Episode Seven - "The Treaty":
     "I need a few more volunteers. Andy, will you be Iceland?" - Leslie's planning the Pawnee Central Model UN Meetings. "The bad guys from Mighty Ducks 2? Don't think so." "How 'bout Japan?" "The bad guys from Karate Kid II? Even worse. How about Germany? They've never been the bad guys." "Why don't you be Finland." "Okay." "And I'll be the Moon," April says sarcastically. "You're gonna be South Africa or....Pakistan." "I'm the Moon or I quit!" "April." "Moon or quit, man." "Fine. You be South Africa and you can also secretly run the Moon." "The Moon accepts your ridiculous proposal."
     "Uh, no, Leslie and I aren't dating any longer, but, uh...we're friends. So, uh...it's fun.

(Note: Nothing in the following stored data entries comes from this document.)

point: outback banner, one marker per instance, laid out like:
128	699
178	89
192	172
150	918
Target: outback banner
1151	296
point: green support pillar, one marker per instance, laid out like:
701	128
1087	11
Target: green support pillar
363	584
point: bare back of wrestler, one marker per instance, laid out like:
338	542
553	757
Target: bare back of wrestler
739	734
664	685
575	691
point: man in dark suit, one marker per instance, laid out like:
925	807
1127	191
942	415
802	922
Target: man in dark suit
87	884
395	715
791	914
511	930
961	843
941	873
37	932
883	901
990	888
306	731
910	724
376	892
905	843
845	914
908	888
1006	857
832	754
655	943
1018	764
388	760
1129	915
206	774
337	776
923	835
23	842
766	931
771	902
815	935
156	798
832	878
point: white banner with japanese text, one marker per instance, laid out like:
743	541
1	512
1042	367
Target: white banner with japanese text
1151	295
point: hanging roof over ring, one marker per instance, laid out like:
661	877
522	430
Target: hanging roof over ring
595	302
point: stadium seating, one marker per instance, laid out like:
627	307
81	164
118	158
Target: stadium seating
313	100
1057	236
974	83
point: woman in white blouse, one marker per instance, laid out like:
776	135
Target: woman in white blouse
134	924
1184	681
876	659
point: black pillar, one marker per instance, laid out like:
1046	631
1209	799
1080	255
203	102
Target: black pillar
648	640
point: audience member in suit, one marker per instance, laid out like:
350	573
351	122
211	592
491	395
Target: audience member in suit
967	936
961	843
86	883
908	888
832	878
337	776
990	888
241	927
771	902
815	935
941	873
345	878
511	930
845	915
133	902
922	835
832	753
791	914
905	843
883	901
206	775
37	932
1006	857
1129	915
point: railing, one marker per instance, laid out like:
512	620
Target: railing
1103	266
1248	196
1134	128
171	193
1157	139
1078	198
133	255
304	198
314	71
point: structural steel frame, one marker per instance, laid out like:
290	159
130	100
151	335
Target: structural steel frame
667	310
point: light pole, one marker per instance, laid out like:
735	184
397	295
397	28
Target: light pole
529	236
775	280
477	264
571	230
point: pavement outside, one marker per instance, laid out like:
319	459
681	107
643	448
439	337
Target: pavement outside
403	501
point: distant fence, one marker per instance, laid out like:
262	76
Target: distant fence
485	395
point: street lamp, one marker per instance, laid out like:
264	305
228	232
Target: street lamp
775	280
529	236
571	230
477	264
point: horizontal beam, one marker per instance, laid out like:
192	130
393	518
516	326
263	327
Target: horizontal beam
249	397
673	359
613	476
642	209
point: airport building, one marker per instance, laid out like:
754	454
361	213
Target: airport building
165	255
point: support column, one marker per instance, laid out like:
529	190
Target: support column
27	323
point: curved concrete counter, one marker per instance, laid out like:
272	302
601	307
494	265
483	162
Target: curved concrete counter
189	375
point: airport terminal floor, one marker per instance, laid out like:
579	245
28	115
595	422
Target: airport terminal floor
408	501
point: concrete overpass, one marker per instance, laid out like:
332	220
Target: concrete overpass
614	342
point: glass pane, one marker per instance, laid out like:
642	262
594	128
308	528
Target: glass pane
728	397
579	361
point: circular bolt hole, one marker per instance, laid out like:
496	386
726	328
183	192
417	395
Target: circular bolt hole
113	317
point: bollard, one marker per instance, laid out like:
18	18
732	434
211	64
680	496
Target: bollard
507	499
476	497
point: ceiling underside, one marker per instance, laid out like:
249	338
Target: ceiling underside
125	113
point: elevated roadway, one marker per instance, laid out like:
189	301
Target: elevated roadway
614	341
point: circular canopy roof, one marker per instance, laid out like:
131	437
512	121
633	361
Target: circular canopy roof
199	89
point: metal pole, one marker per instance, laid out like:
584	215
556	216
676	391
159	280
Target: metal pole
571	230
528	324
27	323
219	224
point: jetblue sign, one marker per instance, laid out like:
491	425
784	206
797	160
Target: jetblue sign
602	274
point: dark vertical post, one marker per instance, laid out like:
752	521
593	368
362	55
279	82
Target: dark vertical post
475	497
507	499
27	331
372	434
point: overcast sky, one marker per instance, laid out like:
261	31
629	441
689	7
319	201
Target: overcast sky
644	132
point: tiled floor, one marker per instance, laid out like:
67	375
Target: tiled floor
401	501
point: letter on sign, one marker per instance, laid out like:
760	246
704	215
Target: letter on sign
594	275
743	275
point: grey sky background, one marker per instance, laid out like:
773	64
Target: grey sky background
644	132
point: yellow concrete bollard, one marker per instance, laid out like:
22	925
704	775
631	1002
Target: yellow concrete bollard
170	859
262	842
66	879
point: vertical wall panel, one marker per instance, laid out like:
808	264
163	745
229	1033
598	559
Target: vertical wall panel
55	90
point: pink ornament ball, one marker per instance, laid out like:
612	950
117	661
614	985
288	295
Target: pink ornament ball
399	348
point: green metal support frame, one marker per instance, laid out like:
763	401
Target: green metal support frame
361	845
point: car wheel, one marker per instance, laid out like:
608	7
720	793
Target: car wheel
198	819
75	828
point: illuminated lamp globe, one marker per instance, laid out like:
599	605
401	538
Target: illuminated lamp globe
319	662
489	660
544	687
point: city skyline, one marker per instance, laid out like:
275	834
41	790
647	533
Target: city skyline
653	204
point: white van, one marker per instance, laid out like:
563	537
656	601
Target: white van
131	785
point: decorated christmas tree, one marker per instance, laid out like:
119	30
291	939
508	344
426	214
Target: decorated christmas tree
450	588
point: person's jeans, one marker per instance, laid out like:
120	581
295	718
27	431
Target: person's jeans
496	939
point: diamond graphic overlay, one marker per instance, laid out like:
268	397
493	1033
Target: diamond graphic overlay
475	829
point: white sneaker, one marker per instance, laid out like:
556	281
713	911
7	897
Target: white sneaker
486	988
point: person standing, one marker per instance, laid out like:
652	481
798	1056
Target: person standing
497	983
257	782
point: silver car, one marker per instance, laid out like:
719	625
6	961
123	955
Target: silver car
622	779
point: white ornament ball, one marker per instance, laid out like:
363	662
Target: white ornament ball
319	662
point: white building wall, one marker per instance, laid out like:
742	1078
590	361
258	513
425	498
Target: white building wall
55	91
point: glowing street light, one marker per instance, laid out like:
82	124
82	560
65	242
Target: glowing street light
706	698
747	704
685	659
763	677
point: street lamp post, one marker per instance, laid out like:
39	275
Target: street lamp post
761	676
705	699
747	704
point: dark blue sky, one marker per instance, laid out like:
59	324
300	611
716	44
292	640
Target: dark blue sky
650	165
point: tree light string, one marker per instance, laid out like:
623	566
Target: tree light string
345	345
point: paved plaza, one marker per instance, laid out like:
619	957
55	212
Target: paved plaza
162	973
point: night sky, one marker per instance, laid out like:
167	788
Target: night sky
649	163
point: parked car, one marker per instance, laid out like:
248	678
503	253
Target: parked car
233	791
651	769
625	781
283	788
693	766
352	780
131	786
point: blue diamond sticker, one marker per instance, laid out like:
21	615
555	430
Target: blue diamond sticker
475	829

It's just fun. It's fun... It's...fun - It is fun." At this point Ben silently pleads for help from the cameraman.
     "Sometimes your relentless cheeriness is confusing," Ann tells Chris.
     "I just wanted to say...that I thought it was really cool how everything fell apart in there," April tells Leslie, who is despondent in the hallway. "and also, maybe you should talk to Ben." "No. He's being a jerk." "Please? When Ben gets upset he becomes a really bad roommate. He takes really long sadness baths and makes me late for stuff." "I hate it here. I can't wait to graduate." (April grins.) "Yeah, but summer's gonna totally kick ass."